Ошеломленный спокойно-дружелюбным началом этой неожиданной атаки, Лепайер ответил не сразу. На всех перекрестках он орал, что не желает этого брака, что доведет дело до суда, и, уж поверьте, отправит всех Фроманов в тюрьму. Однако, если хорошенько поразмыслить, сын крупного фермера — не такой зять, которым можно пренебречь.

— Повенчать, повенчать, — пробормотал он. — Привязать бы им камень на шею — да в воду… Ах, мерзавцы, я с них шкуру спущу, и с нее и с него!

Он уже начинал успокаиваться, соглашался даже вступить в переговоры, как вдруг какой-то мальчуган из Жанвиля ворвался во двор.

— Чего тебе?

— Господин Лепайер, вам телеграмма.

— Ладно, давай сюда!

Мальчуган, радуясь монетке, полученной на чай, уже умчался, а мельник все еще не развернул телеграмму и рассматривал ее с недоверием, как все люди, не привыкшие получать депеши. Однако пришлось решиться. В телеграмме стояло всего три слова: «Твой сын умер». В этой бесчеловечной лаконичности сообщения, в том, что жестокий удар был нанесен без всякого предупреждения, чувствовалось холодное бешенство матери, желание сразить человека, отца, которого она винила в смерти сына, так же как винила она его в бегстве дочери. Он понял это сразу, пошатнулся под ударом, растерянно вглядываясь в синий листок бумаги, пока наконец не уразумел, что произошло. Руки его задрожали, и он разразился дикой бранью.

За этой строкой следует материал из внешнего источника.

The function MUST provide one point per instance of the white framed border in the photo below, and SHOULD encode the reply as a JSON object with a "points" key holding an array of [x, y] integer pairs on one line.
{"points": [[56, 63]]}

— Да будьте вы все прокляты! Что это еще за напасть? Теперь и мальчик умер, все против нас!

И вдруг сердце его не выдержало, из глаз полились слезы. Ноги у него подкосились, он упал на стул, продолжая перечитывать телеграмму: «Твой сын умер… Твой сын умер», — и, казалось, искал между строк то, чего там не могло быть. Возможно, он умер еще до приезда матери. А возможно, она застала его при смерти. Он все твердил, что она уехала поездом одиннадцать десять, а значит, приехала в Батиньоль к половине первого; и так как телеграмма была отправлена в час двадцать, то скорее всего она застала его уже мертвым.

— Пропади все пропадом! Телеграмма, ведь ничего вроде в ней не сказано, а человека наповал убивает. Могла бы послать ко мне кого-нибудь… Придется самому ехать. Ох, это уж чересчур, дальше идти некуда, слишком уж много горя для одного человека!